Der TSV Essingen muss sich im Heimspiel gegen die TSG Tübingen mit 1:3 geschlagen geben. 

Essingen.

 An diesem Mittwochabend hat es den Fußball-Verbandsligisten TSV Essingen kalt erwischt. TSV-Trainer Simon Köpf sagte noch im Vorfeld des Heimspiels gegen die TSG Tübingen, dass die Spiele der TSG immer ein gewisses Spektakel böten. Für den TSV war es letztlich kein Spektakel, eher ein großes Schlamassel – mit 1:3 unterlag die Köpf-Elf nach einer vor allem in der ersten Hälfte schlechten Leistung.
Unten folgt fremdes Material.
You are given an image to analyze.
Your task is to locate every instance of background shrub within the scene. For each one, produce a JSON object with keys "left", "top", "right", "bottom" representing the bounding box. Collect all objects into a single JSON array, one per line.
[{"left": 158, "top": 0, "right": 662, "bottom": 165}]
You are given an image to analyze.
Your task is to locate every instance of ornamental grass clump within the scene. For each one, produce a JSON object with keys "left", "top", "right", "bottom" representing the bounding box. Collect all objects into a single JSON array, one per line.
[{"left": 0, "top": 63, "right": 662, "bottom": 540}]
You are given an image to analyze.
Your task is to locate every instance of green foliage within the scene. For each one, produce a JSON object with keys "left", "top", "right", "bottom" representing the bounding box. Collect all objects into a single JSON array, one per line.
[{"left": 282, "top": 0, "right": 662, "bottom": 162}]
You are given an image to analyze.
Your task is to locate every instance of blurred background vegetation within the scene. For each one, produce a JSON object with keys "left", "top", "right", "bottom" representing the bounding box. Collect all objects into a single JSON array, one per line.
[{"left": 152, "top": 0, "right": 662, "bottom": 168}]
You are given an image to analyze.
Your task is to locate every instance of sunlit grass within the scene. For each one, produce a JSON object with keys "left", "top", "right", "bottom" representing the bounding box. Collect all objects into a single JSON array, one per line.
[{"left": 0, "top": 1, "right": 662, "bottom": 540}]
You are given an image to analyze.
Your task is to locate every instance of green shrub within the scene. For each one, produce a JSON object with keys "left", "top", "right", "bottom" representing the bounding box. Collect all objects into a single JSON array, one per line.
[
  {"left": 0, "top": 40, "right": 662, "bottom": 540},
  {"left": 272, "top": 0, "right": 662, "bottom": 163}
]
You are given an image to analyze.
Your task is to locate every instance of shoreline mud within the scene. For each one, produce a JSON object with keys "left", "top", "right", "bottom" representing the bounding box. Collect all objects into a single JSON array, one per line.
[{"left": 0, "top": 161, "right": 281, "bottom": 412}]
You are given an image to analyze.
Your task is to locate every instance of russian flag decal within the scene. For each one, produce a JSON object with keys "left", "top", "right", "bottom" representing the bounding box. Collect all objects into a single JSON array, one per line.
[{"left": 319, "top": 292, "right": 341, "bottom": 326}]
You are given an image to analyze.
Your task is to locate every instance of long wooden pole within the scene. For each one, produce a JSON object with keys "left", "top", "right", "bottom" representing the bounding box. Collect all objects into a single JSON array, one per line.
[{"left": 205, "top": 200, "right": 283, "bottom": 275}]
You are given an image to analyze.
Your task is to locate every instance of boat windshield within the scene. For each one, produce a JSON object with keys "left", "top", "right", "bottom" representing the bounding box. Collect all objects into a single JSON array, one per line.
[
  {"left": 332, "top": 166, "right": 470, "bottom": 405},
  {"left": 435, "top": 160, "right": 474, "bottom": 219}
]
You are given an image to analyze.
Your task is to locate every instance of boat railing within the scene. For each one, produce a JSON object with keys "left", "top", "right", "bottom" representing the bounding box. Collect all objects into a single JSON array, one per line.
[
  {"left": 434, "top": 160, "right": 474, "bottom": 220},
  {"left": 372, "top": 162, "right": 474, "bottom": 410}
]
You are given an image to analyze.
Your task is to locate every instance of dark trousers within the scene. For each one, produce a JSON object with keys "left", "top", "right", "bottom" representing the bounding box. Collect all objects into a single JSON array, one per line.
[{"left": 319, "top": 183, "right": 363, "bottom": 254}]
Einen ersten Warnschuss setzte Niklas Weißenberger ab, das Leder flog jedoch weit über das Tübinger Gehäuse (1. Minute). Aber die Gäste versteckten sich nicht. Pirmin Glück verzog aus rund 16 Metern (7.). Nur drei Minuten später wurde es brenzliger für die TSV-Hintermannschaft. Die Essinger klärten den Ball nur unzureichend, sodass Tim Steinhilber an den Ball gelangte. Sein Versuch strich knapp über das Tor (10.). Wieder nur drei Minuten später probierte es Luca Alfonzo, diesmal bekam Essingens Schlussmann Alexander Michalik soeben noch die Fingerspitzen an den Ball (13.). Köpfs Anspruch war und ist es, dass seine Mannschaft sich wieder zu einer Heimmacht entwickelt, was er da aber in den ersten Minuten der Partie präsentiert wurde, war meilenweit entfernt von diesem Vorhaben. So kam es fast schon, wie es musste: Tübingen erarbeitete sich die Führung schließlich. Nach einem Ballverlust im Mittelfeld stürmten die Tübinger nach vorne. Tim-Ulrich Ruth konnte im Strafraum nur noch foulen. Den fälligen Strafstoß verwandelte Alfonzo zum verdienten 1:0 für die Gäste (22.). Dann passierte eine gewisse Zeit nicht viel. Plötzlich wurde es wieder hektisch im Strafraum des TSV. Letztlich war es diesmal Erman Kilic, der foulte, der Unparteiische zeigte erneut auf den Punkt. Wieder Alfonzo stellte auf 2:0 (38.). Köpf reichte es, er wechselte noch vor der Pause, brachte für Lukas Rösch und Atmir Krasniqi Niklas Groiß und Johannes Eckl in die Partie (40.). In der Halbzeit dann blieb auch Kilic in der Kabine, für ihn kam Yamoussa Camara. Köpf stellte auf Dreierkette um.

Zunächst sah es so aus, als würden die Wechsel und die taktische Umstellung Früchte tragen. Patrick Auracher fasste sich ein Herz, stürmte nach vorne und bediente Weißenberger. Der TSG-Schlussmann parierte, gegen den Abstauber von Groiß dann war er aber machtlos – 1:2 (50.). Zwei Minuten dann war der zweite Joker am Ball nach einem Freistoß von Yusuf-Serdar Coban. Doch Tübingens Schlussmann parierte diesmal sicher. Doch schnell deutete sich an, dass hier keine Trendwende eingeläutet worden ist. Wieder ging es schnell nach einem Ballverlust im Mittelfeld. Beim Schuss von Alfonzo bekam Michalik soeben noch die Fäuste hoch, den anschließenden Kopfball setzet Steinhilber an die Latte (54.). Es gab immer wieder Leerlaufphasen. Dann aber bediente Eckl Ruth, dessen Schuss aus rund 16 Metern flog knapp drüber. Den Ausgleich aber wollten die Essinger dennoch. Nach einer Flanke von Bastian Joas köpfte Camara knapp drüber (80.). Durch das Drängen ergaben sich aber auch Lücken. Steinhilber lief alleine auf Michalik zu, letzterer aber blieb per starker Fußabwehr Sieger (83.). Diesem Warnschuss zum Trotz entschieden die Tübinger schließlich doch noch die Partie frühzeitig. Nach einer Flanke stand Tom Abele goldrichtig und nickte zum 3:1 dein (86.).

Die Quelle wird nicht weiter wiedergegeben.